Understanding memoryless property

Question

Understanding memoryless property

135 Views Asked by Bumbble Comm At 06 Apr 2026 - 5:45

(the old post grew too long so I made a separate question)

With exponential probability, $\Pr(X>s+t | X>s) = \Pr(X>t)$

where X is a waiting time for some event.

Now you estimate $p_1 = \Pr(X>s)$, at time $t_0$ When you reach time s and the event not happened yet, so you update your estimate $p_1 = \Pr(X>s)$ since $X$ is memoryless.

Now your past self could have foreseen the reasoning of the future self's reasoning.

If I don't see $X$ happening for $s$ period, then I'd have to wait for $X$ for another s period with equal probablity $p_1$. $p_1 = \Pr(X>s+s|X>s)$

Oh, then, I realize I can apply this reasoning more times. $\Pr(X<s+t|X>s) = \Pr(X<t) $ which can be derived from $1-\Pr(X>s+t|X>s) = 1- \Pr(X>t)$

Since $X$ happening $0<X<\mathrm{d}t, \mathrm{d}t<X<2\mathrm{d}t, 2\mathrm{d}t<X<3\mathrm{d}t$ is disjoint, I can add the probabilities to get the probability of union $0<X<3\mathrm{d}t$

$p_2 = \Pr(X<\mathrm{d}t)+\Pr(X<2\mathrm{d}t|X>\mathrm{d}t)+\Pr(X<3\mathrm{d}t|X>2\mathrm{d}t) = 3\cdot \Pr(X<\mathrm{d}t) = \Pr(X<3\mathrm{d}t)=\Pr(X<s)$ where $3\mathrm{d}t=s$.

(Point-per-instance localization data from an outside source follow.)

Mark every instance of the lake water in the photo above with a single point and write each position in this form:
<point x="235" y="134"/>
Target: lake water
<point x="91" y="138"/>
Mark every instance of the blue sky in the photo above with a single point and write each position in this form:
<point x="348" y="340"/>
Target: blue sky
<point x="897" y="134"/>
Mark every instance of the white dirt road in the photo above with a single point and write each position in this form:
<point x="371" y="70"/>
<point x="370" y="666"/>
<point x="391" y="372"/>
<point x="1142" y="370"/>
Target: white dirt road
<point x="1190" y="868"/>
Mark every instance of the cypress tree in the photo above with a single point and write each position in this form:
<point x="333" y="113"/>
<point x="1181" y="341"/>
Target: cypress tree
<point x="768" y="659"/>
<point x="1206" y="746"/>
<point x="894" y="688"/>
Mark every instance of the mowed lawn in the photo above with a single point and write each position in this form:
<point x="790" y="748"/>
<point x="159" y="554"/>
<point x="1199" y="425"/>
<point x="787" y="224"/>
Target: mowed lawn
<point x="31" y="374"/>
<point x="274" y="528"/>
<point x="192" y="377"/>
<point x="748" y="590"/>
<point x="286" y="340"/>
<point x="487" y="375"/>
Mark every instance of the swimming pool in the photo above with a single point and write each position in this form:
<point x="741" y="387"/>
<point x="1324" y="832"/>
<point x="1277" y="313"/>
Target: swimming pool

Since pdf is thicker in front, I guess $\Pr(X>s) =1-p_2 < p_1$

(This can't be.. The reasoning must be flawed somewhere...)

Where you have taken some time, you have fewer time left, but $\displaystyle\int_0^{\inf} $ assumes the other.
And it is stating your world time is freshly reborn with the same probabilitic structure as far as the event is concerned.. (ok this doesn't sound mathematical expression..)

I am trying to understand. $Pr(a<X<2a)$ from current time is different from $Pr(0<X<a)$ from time a, although X is refering to the same time frame. So difference seems to spring from where you are standing, not what you are looking..

I can compute future self's $Pr(X<a)$ as current self $Pr(a<X<2a|X>a)$ because it's memoryless.
But somehow asserting $Pr(X<a) = Pr(a<X<2a)$ (this would mean, Pr(a< X<2a) doesn't depend on where X happend in < a, because it's memoryless) is false and not what memoryless means.
$Pr(a<X<2a)$ must mean your weight of belief X happening for the first time in between a<X<2a.
So, we are describing memoryless property with non-memoryless thinking (pdf).
The way we express the idea is subtle. so confusing..

I must feel I can construct some contradiction out of it.
Although I can see the practicality of reasoning memorylessly, and it could also be a non contradictory assumption, I guess I feel at least there must be an alternative perspective on the assumption or interpretation on what assumptions we are making, I want to know if there's other perspective indeed, or my thinking can be proven falsy.

Original Q&A

There are 2 best solutions below

Bumbble Comm On 25 Apr 2023 - 4:18

I think Ian's answer is correct. Just want to dive in where the misconception occur or want to discover or understand the underlying assumptions which I feel hidden somewhere.
(I guess that's my expression of I feel uneasy about something..)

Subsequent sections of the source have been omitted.